Un écrivain affirmait avoir été, tous les jours de sa vie d’adulte, un homme heureux. Bien entendu il reconnaissait avoir connu des périodes de chômage où l’estomac crie famine, des moments de chagrin et de découragement ; il lui était arrivé aussi d’être malade. Mais, chaque fois, il avait pu demeurer en contact avec la partie la plus profonde de lui-même, celle où régnaient la clarté, la stabilité, le bonheur : sa conscience droite. Il est rare qu’on soit envahi par la félicité d’une façon permanente ; cependant, sur la planète, beaucoup de gens jouissent d’un bonheur fragmentaire, qui tend à devenir toujours plus grand.

Chose curieuse, le rire n’a pas de rapport, ou n’a qu’un rapport très lointain, avec le bonheur. Calme et serein, le vrai bonheur rit ou pleure rarement. Il a trop de stabilité pour avoir besoin de recourir aux exutoires de la tension intérieure. Il s’identifie avec l’effort intime pour triompher du dégoût de soi-même et affirmer sa vraie personnalité.

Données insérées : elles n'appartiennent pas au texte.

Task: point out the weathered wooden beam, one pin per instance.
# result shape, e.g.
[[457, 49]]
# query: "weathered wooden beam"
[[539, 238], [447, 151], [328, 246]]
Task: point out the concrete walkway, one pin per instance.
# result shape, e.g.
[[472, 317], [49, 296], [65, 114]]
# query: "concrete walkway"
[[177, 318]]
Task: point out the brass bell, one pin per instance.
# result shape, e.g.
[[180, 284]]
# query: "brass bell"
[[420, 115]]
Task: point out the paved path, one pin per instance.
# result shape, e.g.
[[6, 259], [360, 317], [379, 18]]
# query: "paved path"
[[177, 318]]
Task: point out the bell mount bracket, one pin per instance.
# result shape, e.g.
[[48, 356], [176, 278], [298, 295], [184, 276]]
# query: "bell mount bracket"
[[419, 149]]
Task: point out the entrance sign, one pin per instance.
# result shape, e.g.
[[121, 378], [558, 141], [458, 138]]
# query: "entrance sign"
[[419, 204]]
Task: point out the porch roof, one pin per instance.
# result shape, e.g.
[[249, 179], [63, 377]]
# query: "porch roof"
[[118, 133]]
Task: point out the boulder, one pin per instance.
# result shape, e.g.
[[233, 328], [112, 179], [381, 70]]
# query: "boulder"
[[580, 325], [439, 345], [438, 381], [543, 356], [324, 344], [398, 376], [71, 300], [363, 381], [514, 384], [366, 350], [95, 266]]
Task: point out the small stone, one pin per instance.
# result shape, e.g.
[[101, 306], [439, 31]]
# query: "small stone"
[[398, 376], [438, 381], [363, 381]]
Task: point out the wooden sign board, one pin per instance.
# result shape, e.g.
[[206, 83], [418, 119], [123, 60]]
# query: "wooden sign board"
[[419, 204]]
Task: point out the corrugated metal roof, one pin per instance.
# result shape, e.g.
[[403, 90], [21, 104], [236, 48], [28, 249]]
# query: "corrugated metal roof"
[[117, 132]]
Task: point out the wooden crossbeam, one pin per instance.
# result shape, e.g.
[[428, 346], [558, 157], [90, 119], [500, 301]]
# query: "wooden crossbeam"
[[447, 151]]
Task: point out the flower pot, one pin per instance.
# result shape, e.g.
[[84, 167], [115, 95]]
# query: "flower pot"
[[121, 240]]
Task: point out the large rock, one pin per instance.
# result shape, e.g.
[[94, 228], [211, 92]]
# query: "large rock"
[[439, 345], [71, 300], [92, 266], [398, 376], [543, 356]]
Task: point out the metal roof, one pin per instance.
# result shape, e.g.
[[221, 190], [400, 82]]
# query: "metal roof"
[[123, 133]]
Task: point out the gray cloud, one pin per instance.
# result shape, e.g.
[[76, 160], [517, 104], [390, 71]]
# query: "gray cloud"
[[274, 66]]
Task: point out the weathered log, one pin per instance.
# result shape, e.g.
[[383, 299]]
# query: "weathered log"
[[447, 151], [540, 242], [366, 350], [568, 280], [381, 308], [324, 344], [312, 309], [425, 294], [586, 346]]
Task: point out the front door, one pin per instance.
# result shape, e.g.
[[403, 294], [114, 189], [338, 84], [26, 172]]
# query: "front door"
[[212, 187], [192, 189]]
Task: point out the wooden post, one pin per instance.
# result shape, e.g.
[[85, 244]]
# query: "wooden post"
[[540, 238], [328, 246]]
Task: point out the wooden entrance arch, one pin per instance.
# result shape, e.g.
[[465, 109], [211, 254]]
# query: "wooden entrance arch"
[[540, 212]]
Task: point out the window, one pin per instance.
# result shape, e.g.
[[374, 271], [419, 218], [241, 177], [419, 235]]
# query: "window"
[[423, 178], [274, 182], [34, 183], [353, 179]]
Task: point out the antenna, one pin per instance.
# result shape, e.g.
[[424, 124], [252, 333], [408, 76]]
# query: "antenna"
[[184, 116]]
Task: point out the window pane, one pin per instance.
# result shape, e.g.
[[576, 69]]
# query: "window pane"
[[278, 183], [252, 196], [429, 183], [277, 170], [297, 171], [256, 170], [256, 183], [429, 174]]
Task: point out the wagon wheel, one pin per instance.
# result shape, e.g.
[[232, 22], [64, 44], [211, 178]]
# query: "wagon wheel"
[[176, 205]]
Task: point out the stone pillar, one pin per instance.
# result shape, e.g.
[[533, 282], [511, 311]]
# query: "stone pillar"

Les sages puisent le bonheur dans de très petites choses, mais les distraits ne trouvent de satisfaction en rien. Voici les formules qui ont opéré leur conversion : le bien-être n’est pas une joie transitoire, mais une longue et secrète maîtrise intérieure. Aiguisons notre esprit quand nous observons l’homme et la nature. Comprendre la force et la beauté incomparables qui résident en tout ce qui vit, voilà l’essence même du bonheur. Ne craignons pas de nous surmener. Soyons une force de la nature et non un ramassis fiévreux, égoïste, de maladies et de griefs. Ne remettons jamais au lendemain. Elle est source de malheur, cette fâcheuse habitude qu’ont certains de remettre à quelque lointain jour imaginaire l’acte et l’obligation de vivre. Le bien-être atteste une réussite, totale ou partielle, dans l’art de vivre. S’il est difficile d’acquérir cet art, ce n’est pas impossible. Ce n’est jamais impossible.